The interview was brief. When I went home, the entire house was in darkness. I called out but there was no reply. I was surprised to find Simone upstairs sitting in front of the television, but it wasn’t switched on.
“Has something happened?” I asked. “Where’s Benjamin?”
“He’s at David’s,” she answered tonelessly.
“Isn’t it time he was home? What did you tell him?”
“Nothing.”
“But what’s the matter? Talk to me, Simone.”
“Why should I? I don’t even know you.”
Anxiety rose sharply within me like mercury in a thermometer; I moved closer and tried to brush a strand of hair from her face.
“Don’t touch me,” she snapped, snatching her head away. “What is it? Talk to me, Simone.”
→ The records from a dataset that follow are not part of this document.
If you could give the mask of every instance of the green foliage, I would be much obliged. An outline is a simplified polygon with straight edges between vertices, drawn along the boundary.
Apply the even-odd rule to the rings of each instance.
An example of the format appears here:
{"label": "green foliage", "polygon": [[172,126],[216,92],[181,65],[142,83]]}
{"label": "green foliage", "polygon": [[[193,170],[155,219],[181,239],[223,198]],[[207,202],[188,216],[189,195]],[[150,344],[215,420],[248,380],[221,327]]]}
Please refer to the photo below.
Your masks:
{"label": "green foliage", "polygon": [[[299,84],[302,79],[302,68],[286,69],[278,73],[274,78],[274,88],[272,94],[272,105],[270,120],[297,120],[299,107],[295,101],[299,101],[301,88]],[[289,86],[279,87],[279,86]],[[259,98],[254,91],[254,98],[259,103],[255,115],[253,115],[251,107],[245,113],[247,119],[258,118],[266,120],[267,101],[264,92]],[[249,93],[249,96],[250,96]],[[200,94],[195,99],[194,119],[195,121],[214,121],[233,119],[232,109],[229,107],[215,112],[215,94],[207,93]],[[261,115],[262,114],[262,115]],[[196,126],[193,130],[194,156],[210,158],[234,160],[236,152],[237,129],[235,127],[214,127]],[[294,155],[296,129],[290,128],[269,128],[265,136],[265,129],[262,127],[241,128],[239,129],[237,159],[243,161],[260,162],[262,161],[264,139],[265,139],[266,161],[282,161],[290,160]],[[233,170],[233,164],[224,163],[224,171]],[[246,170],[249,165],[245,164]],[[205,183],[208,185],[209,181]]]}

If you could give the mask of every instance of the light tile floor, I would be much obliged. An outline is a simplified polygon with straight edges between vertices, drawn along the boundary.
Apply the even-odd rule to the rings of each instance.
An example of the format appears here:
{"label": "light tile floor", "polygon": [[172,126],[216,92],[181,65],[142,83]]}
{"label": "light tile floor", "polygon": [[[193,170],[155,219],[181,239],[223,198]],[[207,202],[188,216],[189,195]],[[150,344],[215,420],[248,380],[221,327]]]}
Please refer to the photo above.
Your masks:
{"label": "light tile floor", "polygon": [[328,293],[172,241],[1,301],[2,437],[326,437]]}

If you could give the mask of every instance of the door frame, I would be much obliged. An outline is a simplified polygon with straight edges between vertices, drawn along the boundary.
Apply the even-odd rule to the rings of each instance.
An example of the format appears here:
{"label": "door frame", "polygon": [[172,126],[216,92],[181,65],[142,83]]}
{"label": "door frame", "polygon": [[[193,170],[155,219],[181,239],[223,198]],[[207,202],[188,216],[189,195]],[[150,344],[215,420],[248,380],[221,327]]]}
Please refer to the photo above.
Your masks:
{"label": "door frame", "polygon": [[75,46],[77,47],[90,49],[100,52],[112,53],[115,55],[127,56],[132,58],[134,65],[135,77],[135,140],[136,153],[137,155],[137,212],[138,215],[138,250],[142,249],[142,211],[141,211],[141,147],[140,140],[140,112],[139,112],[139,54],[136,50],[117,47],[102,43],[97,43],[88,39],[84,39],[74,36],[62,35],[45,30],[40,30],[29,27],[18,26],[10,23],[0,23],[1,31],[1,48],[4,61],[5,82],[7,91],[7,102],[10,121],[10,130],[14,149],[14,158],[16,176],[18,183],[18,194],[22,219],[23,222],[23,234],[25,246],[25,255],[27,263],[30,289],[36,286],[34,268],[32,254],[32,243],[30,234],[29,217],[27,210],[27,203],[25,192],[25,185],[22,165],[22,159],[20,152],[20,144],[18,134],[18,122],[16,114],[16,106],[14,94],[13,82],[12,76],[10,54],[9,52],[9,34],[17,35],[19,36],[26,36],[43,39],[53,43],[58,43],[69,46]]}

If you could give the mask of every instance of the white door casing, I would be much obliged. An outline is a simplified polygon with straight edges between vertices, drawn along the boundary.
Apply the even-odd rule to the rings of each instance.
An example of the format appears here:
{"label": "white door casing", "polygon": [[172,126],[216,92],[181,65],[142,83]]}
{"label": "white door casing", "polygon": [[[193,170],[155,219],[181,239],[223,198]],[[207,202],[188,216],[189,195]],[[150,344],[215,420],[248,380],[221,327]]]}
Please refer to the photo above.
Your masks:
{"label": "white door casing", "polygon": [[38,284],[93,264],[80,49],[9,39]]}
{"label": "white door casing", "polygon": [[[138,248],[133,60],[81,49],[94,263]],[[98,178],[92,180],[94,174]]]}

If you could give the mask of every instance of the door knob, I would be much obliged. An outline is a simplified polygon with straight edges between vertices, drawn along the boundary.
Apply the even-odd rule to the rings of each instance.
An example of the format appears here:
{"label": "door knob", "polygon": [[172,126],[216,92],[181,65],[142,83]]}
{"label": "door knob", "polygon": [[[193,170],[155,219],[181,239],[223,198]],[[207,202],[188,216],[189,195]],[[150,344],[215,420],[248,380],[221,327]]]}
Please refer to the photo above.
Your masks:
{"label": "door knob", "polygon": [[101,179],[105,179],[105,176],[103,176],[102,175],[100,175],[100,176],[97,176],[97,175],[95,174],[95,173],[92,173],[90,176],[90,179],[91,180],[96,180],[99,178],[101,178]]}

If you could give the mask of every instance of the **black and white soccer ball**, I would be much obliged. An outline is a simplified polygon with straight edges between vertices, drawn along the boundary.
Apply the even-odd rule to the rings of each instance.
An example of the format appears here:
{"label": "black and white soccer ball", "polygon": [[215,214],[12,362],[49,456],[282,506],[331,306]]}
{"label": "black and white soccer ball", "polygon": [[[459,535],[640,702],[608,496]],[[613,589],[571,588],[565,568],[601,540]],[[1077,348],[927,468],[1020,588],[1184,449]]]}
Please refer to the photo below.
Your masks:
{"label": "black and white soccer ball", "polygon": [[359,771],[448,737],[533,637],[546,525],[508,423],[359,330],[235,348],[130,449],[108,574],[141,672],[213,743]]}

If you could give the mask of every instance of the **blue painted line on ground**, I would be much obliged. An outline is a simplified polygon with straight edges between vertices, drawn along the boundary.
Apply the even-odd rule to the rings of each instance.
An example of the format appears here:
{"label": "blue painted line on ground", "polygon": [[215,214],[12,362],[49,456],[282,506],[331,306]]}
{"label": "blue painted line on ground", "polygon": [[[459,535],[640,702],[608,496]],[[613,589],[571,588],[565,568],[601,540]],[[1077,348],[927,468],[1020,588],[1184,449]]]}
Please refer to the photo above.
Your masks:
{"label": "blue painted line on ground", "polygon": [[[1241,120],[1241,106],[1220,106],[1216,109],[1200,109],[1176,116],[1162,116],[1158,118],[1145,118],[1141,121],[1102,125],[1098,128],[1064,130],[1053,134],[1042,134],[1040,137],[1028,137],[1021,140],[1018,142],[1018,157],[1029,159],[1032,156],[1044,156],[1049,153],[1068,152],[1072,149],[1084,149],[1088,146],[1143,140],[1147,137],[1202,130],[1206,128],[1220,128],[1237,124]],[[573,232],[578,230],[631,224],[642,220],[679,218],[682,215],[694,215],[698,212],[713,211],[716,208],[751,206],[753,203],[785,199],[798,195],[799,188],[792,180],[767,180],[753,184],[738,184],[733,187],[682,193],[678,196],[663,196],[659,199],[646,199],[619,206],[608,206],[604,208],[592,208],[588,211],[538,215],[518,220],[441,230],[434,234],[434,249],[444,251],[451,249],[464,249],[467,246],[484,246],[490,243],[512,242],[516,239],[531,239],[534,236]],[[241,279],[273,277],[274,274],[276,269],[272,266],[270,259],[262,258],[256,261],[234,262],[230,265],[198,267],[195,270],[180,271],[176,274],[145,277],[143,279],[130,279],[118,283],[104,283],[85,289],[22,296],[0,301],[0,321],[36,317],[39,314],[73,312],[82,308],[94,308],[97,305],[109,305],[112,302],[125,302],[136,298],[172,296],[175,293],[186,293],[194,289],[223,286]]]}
She nodded, and in a voice full of pain, she said, “Erik, please tell me the truth. Have you been unfaithful?”
My heart raced, but my voice stayed gruesomely steady. “What are you talking about?”
“Who is Maja?”
“Maja? I don’t know… should I know who that is?”
“Have you been cheating on me?” Simone’s lips quivered.
“Simone? What is this about?”
My thoughts swirled. How could she know? “I would never… I get it… You’re talking about Maja Swartling. Yes? She hates me for some reason, she’s already influenced the board, and- ”
“Erik,” Simone interrupted. “You get one more chance. Have you slept with another woman?”
“No.”
“You have not been unfaithful. You give me your word?” Her eyes filled with tears.
“I promise,” I whispered.
She opened a pale blue envelope and tipped out several photographs: I saw myself posing in Maja Swartling’s apartment, then a series of pictures of her dressed only in those pale green panties. Tresses of her dark hair curled over her broad white breasts. She looked happy, blushing high on her cheeks. A number of photographs were close-ups of one breast in varying degrees of fuzziness. In one of the pictures she was lying with her thighs wide apart.
“Sixan, let me try to- ”
“I can’t cope with your lies,” she said, and hurled the photos at me, one by one.
The evening news was on. Suddenly there was a report on a scandal brewing at Karolinska University Hospital, involving a hypnotist. Annika Lorentzon did not wish to comment on the case during the ongoing investigation, but when the reporter brought up the significant funding recently allocated by the board to the hypnotist in question, Annika Lorentzon found herself on the defensive.
“That was a mistake,” she said.
“What was a mistake?”
“Erik Maria Bark has been suspended until further notice.”
“Only until further notice?”
“He will not be practising hypnosis at Karolinska Hospital in the future,” she said.
Then I saw my own face on the screen; I was sitting in the television studio looking frightened.
“Will you be continuing to practise hypnosis at other hospitals?” the interviewer asked me.
For a moment I looked confused, as if I didn’t understand the question, and then I shook my head almost imperceptibly.
“Erik Maria Bark, do you still believe that hypnosis is a good form of treatment?” she persisted.
“I don’t know,” I answered feebly. “Will you continue to practise?”
“No.”
“Never?”
“I will never hypnotize anyone again,” I replied. “Is that a promise?”
“Yes.”
wednesday, december 16: morning
Erik gives a start, and the hand holding the coffee cup jerks and spills the liquid all over his jacket and shirt cuffs.
Joona turns to him in surprise and without a word pulls a tissue from a box of Kleenex on the dashboard.
Erik looks out at the big yellow wooden house, the garden, the lawn, and the enormous Winnie-the-Pooh with the fangs drawn on it.
“Is she violent?” asks Joona. “Who?”
“Eva Blau.”
“Maybe. I mean, she’s certainly capable of it.”
Joona switches off the engine and they get out of the car. “Just don’t expect too much,” he says in a melancholy tone. “Liselott Blau might have nothing to do with Eva.”
“No,” Erik replies absently.
They walk up a path made of flat, dark-gray slate. A heavy white veil of little snowflakes whirls in the air.
“We have to be careful,” says Joona. “Because this could actually be the haunted house.” His face lights up in a faint smile.
Erik stops in the middle of the path. The wet fabric around his wrist has grown cold. He smells of stale coffee. “I should explain. The haunted house is a house in the former Yugoslavia,” he says. “It’s also an apartment in Jakobsberg, a gym in Stocksund, a pale green house up in Dorotea, and so on.”